Der Flughafen Wien investiert rund 25 Millionen Euro in die neue Scanner-Ausstattung. Die modernen Gepäckscanner arbeiten nach dem Prinzip von Computertomographen und liefern 3D-Bilder. Flüssigkeiten und elektronische Geräte wie Laptops müssen bei diesen Geräten nicht mehr separat ausgepackt werden.

Die neuen Scanner wurden im Vorjahr durch die EU zugelassen. Die künftige Terminal-3-Süderweiterung des Flughafens Wien soll mit CT-Scannern ausgestattet werden und im zweiten Quartal 2027 in Betrieb gehen.

In Ländern wie Großbritannien und Italien sind laut Bericht bereits viele Flughäfen mit den neuen Scannern ausgestattet. In Deutschland werden in Städten wie Frankfurt und Berlin neue Geräte eingeführt. Frankreich wird im Artikel als Land mit Aufholbedarf bei der Ausstattung mit den neuen Scannern genannt.

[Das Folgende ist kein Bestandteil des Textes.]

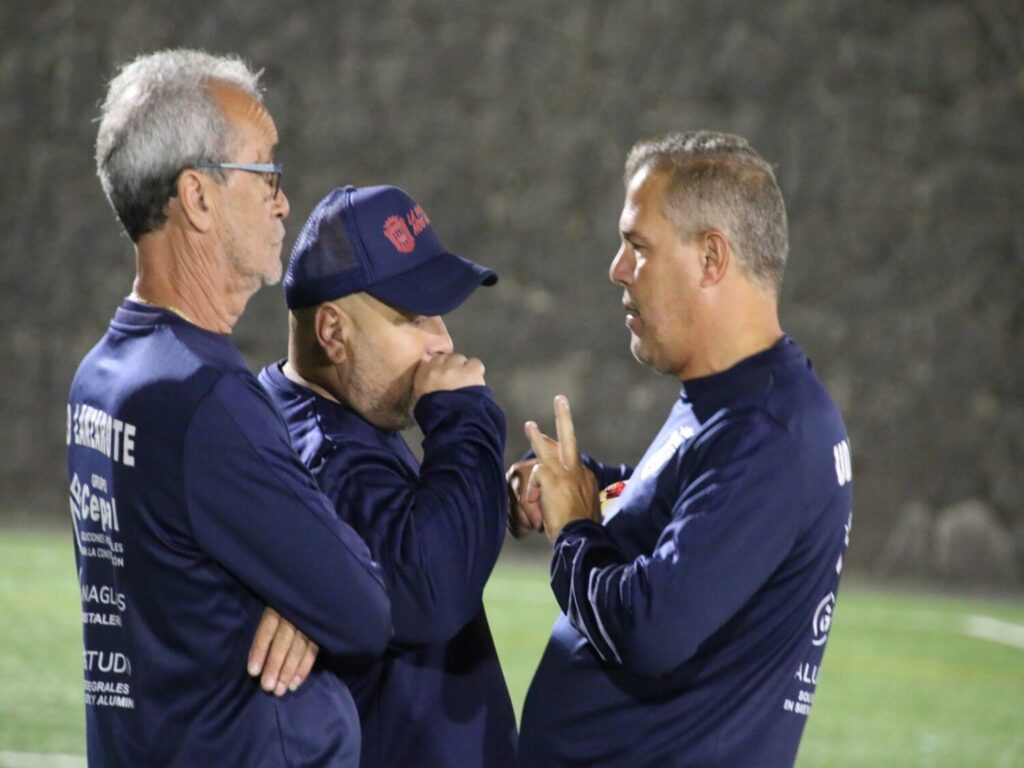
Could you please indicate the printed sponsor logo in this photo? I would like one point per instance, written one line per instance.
(660, 457)
(98, 430)
(844, 467)
(822, 620)
(397, 231)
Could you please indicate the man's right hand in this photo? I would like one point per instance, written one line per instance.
(281, 655)
(524, 500)
(446, 372)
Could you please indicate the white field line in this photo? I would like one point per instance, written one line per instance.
(40, 760)
(994, 630)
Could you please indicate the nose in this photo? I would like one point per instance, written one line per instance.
(281, 205)
(621, 269)
(439, 341)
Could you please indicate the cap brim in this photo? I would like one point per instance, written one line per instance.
(435, 287)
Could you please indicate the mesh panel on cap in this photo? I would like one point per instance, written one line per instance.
(331, 252)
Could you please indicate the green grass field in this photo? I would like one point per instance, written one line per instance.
(904, 682)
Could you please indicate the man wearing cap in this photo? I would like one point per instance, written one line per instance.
(368, 354)
(190, 510)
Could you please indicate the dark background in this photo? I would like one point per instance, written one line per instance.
(897, 129)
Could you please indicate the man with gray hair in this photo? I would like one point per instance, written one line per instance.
(696, 590)
(190, 510)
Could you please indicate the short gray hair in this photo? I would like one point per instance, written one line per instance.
(718, 181)
(160, 117)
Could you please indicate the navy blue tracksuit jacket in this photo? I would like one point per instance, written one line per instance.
(694, 620)
(438, 697)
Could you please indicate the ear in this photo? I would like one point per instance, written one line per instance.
(715, 258)
(194, 197)
(333, 329)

Reisenden wird empfohlen, sich vor dem Flug zu informieren, ob der jeweilige Flughafen die neuen Scanner nutzt. Vom Flughafen Wien wird angeraten, die bisherige 100-Milliliter-Grenze für Flüssigkeiten im Handgepäck vorerst weiterhin zu beachten.

Offene Punkte

Unklar bleibt, an welchem konkreten Datum im Sommer die neue Flüssigkeitsgrenze am Flughafen Wien in Kraft tritt und zu welchen Terminen die Umrüstung aller Kontrollspuren abgeschlossen sein wird. Der Bericht nennt zudem keine konkreten Flughäfen in Großbritannien und Italien und präzisiert nicht, welche und wie viele Flughäfen in Deutschland und Frankreich bereits mit den neuen Scannern arbeiten.